In mid-October the water quality tests were finally completed and it was not good. At the time, there were no absolute standards for the purity of drinking water but there was agreement that free ammonia should not exceed 0.05 parts per million. Negaunee city water samples 1 and 2 were 22.8 and 23.2 parts per million respectively, while the mine water tested was 31.2, more than 600 times higher than the limits. They also checked albuminoid ammonia levels. If it was greater than 0.10 parts per million the water was regarded as suspicious, if it was higher than 0.15 parts per million, it should “certainly not be used.” The mine water was the best of the three samples at 23.6. The city water samples were 36.8 and 46.0 parts per million. The report noted that “We have had no water which approached this in impurity, save one sample from Iron Mountain, two years ago, when such a severe epidemic of typhoid fever prevailed there.

On Oct. 26, a typhoid patient, Mrs. John Oberg, attempted to commit suicide by cutting her throat in two places with a table knife. She had been sick for several weeks and at times the fever made her delirious. She was described as being despondent due to her lack of recovery, but one of the newspaper articles describes her illness as puerperal fever, which is a uterine infection associated with childbirth, so she may also have been suffering from some type of postpartum depression. She survived her initial suicide attempt only to die three weeks later on Nov. 11. Different obituaries list different causes of death, so we don’t know if she died from typhoid, her injuries, or a combination of the two.

Around the same time as Mrs. Oberg’s suicide attempt, Dr. D. L. Flanders of Sturgis in the Lower Peninsula, arrived in Negaunee. He was selling “Diffusible Tonic,” “a remedy for fever which he is confident will knock out every case of typhoid fever in the city, unless the fever has advanced to such a stage that nothing further can be done for the patient by human skill.” Dr. Flanders claimed to have used the medicine to great success in treating cases of yellow fever in Florida and other locations.

The newspaper and the local doctors were somewhat skeptical of Dr. Flanders’ claims but he offered both consultations and the medicine free of charge, depending entirely on future sales for compensation. Despite their concerns The Mining Journal advised people to call on Dr. Flanders, “It costs nothing and there may be much gained by it.” “If it is as powerful as it is said, the danger from a typhoid fever epidemic is practically over.” Dr.

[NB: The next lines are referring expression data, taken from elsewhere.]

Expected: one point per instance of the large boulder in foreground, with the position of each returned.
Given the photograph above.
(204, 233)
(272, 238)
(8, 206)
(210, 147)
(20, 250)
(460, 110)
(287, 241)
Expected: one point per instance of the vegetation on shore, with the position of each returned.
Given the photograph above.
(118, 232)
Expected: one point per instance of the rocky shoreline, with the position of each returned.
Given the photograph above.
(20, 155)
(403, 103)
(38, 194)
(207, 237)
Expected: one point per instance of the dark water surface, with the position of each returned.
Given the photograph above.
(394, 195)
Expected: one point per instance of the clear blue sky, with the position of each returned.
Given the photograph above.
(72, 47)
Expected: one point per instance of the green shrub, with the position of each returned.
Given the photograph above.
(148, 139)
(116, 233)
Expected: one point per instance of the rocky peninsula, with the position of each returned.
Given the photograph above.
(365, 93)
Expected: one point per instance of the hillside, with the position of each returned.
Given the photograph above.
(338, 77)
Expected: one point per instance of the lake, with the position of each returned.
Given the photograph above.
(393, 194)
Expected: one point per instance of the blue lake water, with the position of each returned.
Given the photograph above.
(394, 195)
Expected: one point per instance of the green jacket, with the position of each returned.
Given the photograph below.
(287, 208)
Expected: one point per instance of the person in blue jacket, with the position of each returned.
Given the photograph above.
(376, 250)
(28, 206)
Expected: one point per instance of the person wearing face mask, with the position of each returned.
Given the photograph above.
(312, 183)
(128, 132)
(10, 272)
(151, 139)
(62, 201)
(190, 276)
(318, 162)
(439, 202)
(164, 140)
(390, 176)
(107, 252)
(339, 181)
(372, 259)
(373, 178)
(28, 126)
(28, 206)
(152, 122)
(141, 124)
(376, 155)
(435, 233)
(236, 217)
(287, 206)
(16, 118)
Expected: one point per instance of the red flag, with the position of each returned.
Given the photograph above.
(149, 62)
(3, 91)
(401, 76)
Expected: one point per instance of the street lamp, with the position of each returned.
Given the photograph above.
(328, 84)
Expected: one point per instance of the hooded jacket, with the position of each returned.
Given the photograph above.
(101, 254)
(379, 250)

Flanders remained in Negaunee for two weeks, “Treating a large number of cases with ‘signal success.'” His medication was also utilized by the local physicians and the nursing sisters of St. Joseph, who also reported success in treating patients.

In early November, the typhoid epidemic began winding down. It was reported that Marquette County had spent $500 in supplies that were distributed to families whose means of support were cut off by the illness of the male family members. By the end of the month, the local “pest house” had been thoroughly renovated and cleaned. Several of the remaining cases were sent there, so they could be isolated and receive better care than they had at home.

The last reported death of the epidemic was 15-year-old Ida Walter who died on Nov. 25. The final note in the paper, just before Christmas, “It is quite probable that some steps will be taken by the city authorities to give the people of Negaunee a better water supply before spring. So far nothing definite has been determined on, but the matter will be thoroughly canvassed. The water now furnished has been pronounced bad by the state chemist and if anything can be done to improve the supply it certainly should be done.”